I now come to the Mosque Lamps, and here a more numerous family has to be dealt with. In those instances where the lamps can be traced back to well-known buildings in Cairo, or again when they bear the names of Memlook sultans or of great officers of their court, a date can generally be assigned without much hesitation.
A small lamp in the Arab Museum at Cairo, decorated with red lines—apart from this there are only a few jewel-like spots of enamel—bears a dedication which may be referred to either the beginning or the end of the thirteenth century; in either case this lamp is probably the earliest known to us (Schmoranz, Pl. XV.). Next in order come those bearing the name of the Sultan Malek Nasir (the successor of Kalaoun), whose long reign extended (with some interruptions) from 1293 to 1341. On these lamps the polychrome decoration is already fully developed: along with them must be placed those bearing the name of several of this sultan’s emirs. To the reign of the Sultan Baybars II. (1309-1310)[[121]] probably belongs the beautiful lamp of deep cobalt blue glass that Mr. Pierpont Morgan obtained from the Mannheim collection. There is only one other example, as far as I know, of enamelling on a dark blue ground,—a lamp of nearly the same date formerly belonging to M. Goupil.[[122]] The only specimen apparently in our English collections of a lamp of so early a date is the beautifully enamelled example at South Kensington (Myers bequest), the inscription on which probably refers to the same Baybars.
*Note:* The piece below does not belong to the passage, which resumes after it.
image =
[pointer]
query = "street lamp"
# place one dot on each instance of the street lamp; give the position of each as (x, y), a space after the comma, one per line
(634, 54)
By far the greater number of these lamps date from the latter half of the fourteenth century. We have seen that the famous mosque built by Sultan Hassan (1347-61) has provided numerous examples to our collections. In these we already find less delicacy and detail in the decoration, but the broad and effective treatment is well suited to the position in which these lamps were placed, suspended as they were from the arcades of spacious mosques.
The period of decline that set in after this time is usually associated with the advance of Timur (Tamerlane). When in the year 1400 Damascus was taken by that ruthless conqueror, we are told that he transplanted to his new capital of Samarkand whole regiments of skilled Syrian artisans, and among these the glass-workers are definitely mentioned. Others of these men may have fled to Egypt; in any case the art lingered on in that country for another hundred years. According to Schmoranz, the latest known example of this school of Oriental enamelled glass is a lamp from the mosque of Kaït Bey (1467-1495), now in the Arab Museum at Cairo. In this specimen we see the art in the lowest stage of decay.[[123]]
MOSQUE LAMP FROM CAIRO
FOURTEENTH CENTURY
The rise and fall of this great school of enamellers on glass covers but a brief period—a glorious interlude in the long story of the glass-workers of Egypt and Syria. In the latter country after this time, they appear in a measure to have fallen back upon the older and more primitive methods, handed down, perhaps, from the days of Phœnician and Egyptian domination. I have already spoken more than once of the still existing glass-works near Hebron on the high plateau to the west of the Dead Sea.
There remain, however, to be mentioned one or two mosque lamps which depart from the normal type.
In the lamp (now at South Kensington), apparently of green jade-like glass, which was brought with so many others from Cairo by the late Captain Myers, the effect is obtained by a wash of green translucent enamel over the whole of the inner surface. The outside is covered with an effective but somewhat summary decoration in gold and red lines, without further enamelling. The Sultan named in the laudatory inscription may be either Sultan Hassan or his father Nasir.